There are a number of good things coming out of this housing led downturn. One of the most interesting for me is the fact that in most cases land values have fallen to an extent so as to make wholesale demolition and a complete rebuild uneconomic. I have been banging on for years about how the housebuilding and RSL industries on the whole are working on a level way below what we need if we are going to create liveable places that never require wasteful regeneration funding again. The CABE National Housing Audit painted a depressing picture of the quality of our new build and it beggars belief that when we have so many great examples of liveable new build developments on the near continent, and a rich history ourselves of creating great places that stand the test of time, that today Britain continues to built slums of the future.


The well meaning Code for Sustainable Homes is in many cases leading to a tick box mentality, boxes that are easier to tick by building new  little “identikit boxes”. But whilst mankind has progressed by being able to talk about and measure its carbon footprint, there is much more to sustainability than CHP, solar panels, and great insulation.

Designers are naturally at the forefront of sustainable thinking and our mantra is to “Take the F out of Refuse”. But coming from a thrifty family where bits of soap bars were melted to make new bar, where newspapers were always used to protect the strawberry plants from frost and every jar and plastic was reused it didn’t take becoming a designer to learn the sense of reusing things.

The same principle of “re-use” should be the first port of call for the housing industry looking to create better homes. From a carbon footprint angle, it’s got to make sense to measure the wastefulness of knocking down and rebuilding. From a liveability point of view the space standards that pre 70’s homes often afforded its residents are a real plus.
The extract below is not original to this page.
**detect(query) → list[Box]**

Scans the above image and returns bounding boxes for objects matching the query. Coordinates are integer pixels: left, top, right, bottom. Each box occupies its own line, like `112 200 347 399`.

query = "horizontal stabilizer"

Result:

It may not be “sexy” for many architects to re-model and “re imagine” tired old housing estates but the British design industry is revered worldwide as being at the forefront of sustainable thinking, one in 5 people taking a degree in the UK are on a creative industries degree and our creative industries are the second biggest driver of the UK economy.

At HemingwayDesign the three most stimulating projects for our design team revolve around being creative with developments that until recently would have been flattened. What is more the residents on the whole are equally enthusiastic about taking the F out of Refuse.

There can be no excuse for not being sustainably creative with retrofitting and refurbishment our existing housing stock.